When the attractive new psychologist, Rebecca (Anne Hathaway), shows up, we get a good idea of which way Eileen leans. While she’s had sex fantasies about one of the young cops in the institution, she is, quite clearly, far more taken with Rebecca. Rebecca, an older woman, responds in kind. Wow. It is hard imagining the context in which I think of Anne Hathaway as “old,” but here we are. Eileen is taken with Rebecca … and Rebecca, for whatever reason (perhaps gay, perhaps not a fan of any of the local prospects), responds. The two develop a relationship which is about as far as I can go without spoiling anything.

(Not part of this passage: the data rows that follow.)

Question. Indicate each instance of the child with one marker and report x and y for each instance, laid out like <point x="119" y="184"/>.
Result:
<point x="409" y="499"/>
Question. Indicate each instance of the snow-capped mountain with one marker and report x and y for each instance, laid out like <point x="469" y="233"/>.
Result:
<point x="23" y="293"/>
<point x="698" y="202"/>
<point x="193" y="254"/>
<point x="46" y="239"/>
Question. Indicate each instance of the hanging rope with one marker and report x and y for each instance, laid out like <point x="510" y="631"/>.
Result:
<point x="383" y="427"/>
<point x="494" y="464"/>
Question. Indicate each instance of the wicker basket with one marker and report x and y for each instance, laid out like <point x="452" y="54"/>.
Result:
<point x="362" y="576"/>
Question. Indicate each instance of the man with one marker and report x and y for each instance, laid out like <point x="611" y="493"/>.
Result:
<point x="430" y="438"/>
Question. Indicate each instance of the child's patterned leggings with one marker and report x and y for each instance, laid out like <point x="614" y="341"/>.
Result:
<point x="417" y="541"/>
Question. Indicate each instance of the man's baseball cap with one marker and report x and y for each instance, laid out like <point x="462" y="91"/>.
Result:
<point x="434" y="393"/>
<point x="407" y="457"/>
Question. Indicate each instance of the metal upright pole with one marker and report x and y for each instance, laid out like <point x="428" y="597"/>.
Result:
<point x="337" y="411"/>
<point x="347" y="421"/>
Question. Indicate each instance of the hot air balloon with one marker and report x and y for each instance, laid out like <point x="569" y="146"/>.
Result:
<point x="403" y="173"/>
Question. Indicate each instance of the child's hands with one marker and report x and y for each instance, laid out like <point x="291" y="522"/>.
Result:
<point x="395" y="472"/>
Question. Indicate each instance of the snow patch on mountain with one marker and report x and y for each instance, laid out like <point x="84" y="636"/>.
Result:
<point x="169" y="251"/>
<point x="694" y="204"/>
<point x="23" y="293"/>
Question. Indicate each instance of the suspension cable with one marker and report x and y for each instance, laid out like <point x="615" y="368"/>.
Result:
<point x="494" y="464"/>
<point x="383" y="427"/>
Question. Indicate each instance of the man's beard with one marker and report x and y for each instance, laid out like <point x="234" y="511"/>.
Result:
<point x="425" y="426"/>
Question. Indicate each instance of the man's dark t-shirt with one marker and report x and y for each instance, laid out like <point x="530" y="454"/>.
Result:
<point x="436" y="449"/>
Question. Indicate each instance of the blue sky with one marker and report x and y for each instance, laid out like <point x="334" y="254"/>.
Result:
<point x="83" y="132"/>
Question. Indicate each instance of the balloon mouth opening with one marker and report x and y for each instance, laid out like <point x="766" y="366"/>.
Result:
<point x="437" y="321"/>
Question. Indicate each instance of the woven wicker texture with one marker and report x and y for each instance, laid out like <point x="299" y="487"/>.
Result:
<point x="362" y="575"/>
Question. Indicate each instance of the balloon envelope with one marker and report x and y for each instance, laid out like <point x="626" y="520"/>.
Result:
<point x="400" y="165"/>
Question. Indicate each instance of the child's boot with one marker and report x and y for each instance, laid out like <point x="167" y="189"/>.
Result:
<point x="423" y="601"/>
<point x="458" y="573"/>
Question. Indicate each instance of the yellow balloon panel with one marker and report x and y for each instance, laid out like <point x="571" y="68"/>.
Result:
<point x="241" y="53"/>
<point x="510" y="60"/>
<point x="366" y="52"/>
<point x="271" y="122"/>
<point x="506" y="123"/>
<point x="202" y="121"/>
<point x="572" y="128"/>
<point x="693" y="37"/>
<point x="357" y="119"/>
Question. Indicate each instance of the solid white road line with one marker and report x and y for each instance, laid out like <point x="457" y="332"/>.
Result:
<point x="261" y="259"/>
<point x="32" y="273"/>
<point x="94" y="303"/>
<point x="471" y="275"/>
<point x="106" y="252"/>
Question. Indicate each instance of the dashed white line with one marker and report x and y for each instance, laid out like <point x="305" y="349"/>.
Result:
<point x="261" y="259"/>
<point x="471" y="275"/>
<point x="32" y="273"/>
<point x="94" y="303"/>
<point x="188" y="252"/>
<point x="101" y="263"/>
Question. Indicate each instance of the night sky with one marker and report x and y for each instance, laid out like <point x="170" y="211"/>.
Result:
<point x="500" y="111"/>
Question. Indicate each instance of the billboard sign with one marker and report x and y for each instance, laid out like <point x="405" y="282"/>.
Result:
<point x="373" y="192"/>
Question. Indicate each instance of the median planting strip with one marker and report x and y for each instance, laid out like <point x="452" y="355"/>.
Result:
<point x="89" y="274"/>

That last conclusion kinda bites because, and I’m not kidding here, NOTHING has happened in this film to this point. We have a setting. We have a relationship or two. We have some fantasies. Eileen fantasizes about having sex, killing her father, killing herself, but in reality, the girl seems too meek and shy to carry out anything she imagines. Hence, we the audience, have nothing.

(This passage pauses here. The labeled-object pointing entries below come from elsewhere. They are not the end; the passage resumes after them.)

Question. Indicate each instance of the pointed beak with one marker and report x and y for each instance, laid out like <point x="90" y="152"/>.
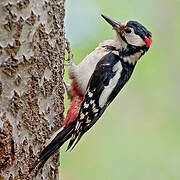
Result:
<point x="115" y="24"/>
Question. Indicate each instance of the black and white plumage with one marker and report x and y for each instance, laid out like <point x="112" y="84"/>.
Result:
<point x="99" y="78"/>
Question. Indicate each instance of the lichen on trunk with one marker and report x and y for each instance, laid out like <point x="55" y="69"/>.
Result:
<point x="32" y="47"/>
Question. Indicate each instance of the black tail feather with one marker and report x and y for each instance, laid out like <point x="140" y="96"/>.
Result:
<point x="51" y="148"/>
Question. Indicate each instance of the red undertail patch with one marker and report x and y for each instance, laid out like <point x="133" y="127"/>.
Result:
<point x="75" y="105"/>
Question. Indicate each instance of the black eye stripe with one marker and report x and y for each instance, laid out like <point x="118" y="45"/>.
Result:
<point x="128" y="30"/>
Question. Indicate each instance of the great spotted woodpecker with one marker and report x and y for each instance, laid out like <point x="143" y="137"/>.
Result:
<point x="97" y="80"/>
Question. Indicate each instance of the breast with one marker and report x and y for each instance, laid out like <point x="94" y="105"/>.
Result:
<point x="86" y="68"/>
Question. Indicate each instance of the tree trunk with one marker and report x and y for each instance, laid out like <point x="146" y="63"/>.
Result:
<point x="32" y="47"/>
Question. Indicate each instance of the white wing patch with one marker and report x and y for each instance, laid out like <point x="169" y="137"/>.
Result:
<point x="86" y="105"/>
<point x="112" y="83"/>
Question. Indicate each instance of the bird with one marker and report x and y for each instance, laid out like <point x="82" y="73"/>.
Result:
<point x="96" y="81"/>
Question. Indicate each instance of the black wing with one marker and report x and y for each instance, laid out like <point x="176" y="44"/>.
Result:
<point x="91" y="110"/>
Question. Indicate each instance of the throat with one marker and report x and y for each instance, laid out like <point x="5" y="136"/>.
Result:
<point x="131" y="54"/>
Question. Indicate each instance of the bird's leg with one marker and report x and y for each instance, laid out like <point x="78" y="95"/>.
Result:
<point x="70" y="59"/>
<point x="68" y="90"/>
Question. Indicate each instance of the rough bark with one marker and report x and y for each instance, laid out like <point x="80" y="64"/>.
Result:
<point x="32" y="47"/>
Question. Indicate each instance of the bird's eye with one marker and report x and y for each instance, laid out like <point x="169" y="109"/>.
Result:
<point x="128" y="30"/>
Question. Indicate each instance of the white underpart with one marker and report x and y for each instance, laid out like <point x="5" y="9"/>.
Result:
<point x="83" y="71"/>
<point x="92" y="101"/>
<point x="112" y="83"/>
<point x="134" y="39"/>
<point x="82" y="116"/>
<point x="86" y="105"/>
<point x="95" y="110"/>
<point x="90" y="94"/>
<point x="133" y="58"/>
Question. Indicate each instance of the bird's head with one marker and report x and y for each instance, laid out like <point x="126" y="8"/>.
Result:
<point x="132" y="33"/>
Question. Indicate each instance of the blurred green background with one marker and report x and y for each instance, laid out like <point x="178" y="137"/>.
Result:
<point x="138" y="137"/>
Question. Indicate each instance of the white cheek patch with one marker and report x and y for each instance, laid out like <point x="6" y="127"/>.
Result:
<point x="134" y="39"/>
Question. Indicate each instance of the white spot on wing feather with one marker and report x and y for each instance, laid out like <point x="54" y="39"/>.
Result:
<point x="86" y="105"/>
<point x="112" y="83"/>
<point x="90" y="94"/>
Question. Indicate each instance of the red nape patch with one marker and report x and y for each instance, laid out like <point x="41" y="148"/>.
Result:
<point x="73" y="110"/>
<point x="148" y="41"/>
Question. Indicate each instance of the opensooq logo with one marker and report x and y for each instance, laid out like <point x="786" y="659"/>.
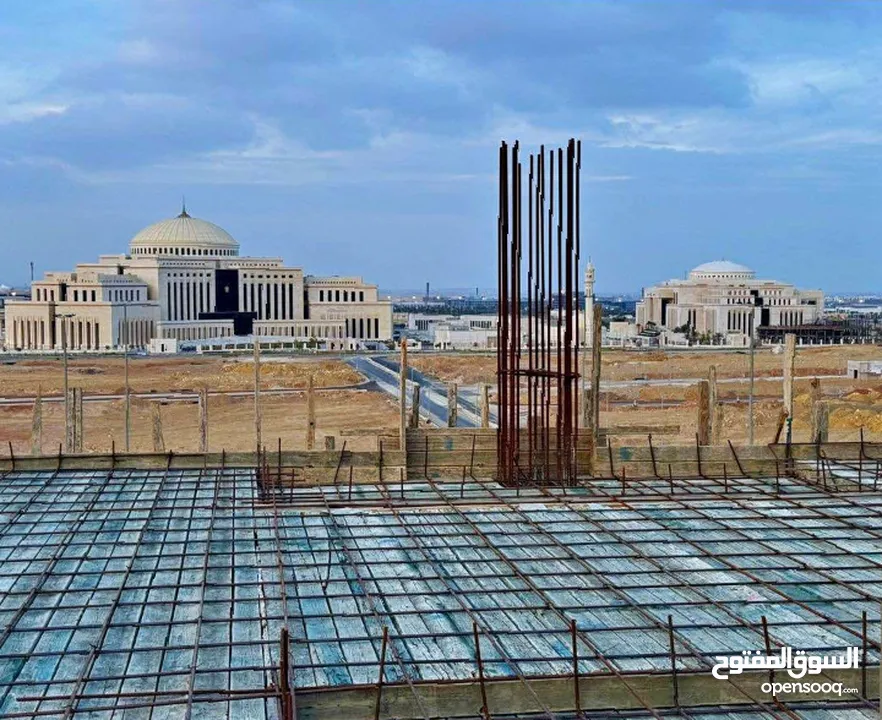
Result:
<point x="797" y="664"/>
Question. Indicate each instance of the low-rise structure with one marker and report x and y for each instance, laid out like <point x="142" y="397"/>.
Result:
<point x="724" y="302"/>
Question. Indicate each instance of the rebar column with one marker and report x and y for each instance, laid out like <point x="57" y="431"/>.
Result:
<point x="537" y="354"/>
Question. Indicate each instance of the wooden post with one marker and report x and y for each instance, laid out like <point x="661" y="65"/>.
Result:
<point x="310" y="414"/>
<point x="590" y="430"/>
<point x="789" y="362"/>
<point x="451" y="405"/>
<point x="714" y="430"/>
<point x="595" y="369"/>
<point x="257" y="418"/>
<point x="70" y="414"/>
<point x="415" y="407"/>
<point x="402" y="396"/>
<point x="37" y="424"/>
<point x="703" y="431"/>
<point x="821" y="422"/>
<point x="78" y="425"/>
<point x="814" y="402"/>
<point x="203" y="420"/>
<point x="158" y="440"/>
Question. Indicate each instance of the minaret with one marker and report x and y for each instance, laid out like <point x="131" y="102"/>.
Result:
<point x="589" y="303"/>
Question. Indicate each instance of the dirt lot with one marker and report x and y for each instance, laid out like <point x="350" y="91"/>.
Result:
<point x="231" y="422"/>
<point x="631" y="365"/>
<point x="845" y="423"/>
<point x="106" y="375"/>
<point x="231" y="419"/>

OK, so why am I recommending this film? Well … Eileen does take a wicked turn. I cannot report the details. I cannot tell you the conclusion. I cannot tell you you’ll be satisfied with the conclusion. I wasn’t. But I thought the turn was worth the investment. I am extremely unsatisfied with how this review turned out. It’s like I can report the atmosphere, which, quite frankly -1960s New England blue collar town in winter- stunk, and can tell you all about Eileen, an overburdened and unassuming young woman who seems to have a hobby of fading into the background whenever possible. But I can’t really tell you anything else. Go try my Napoleon review. It’s better.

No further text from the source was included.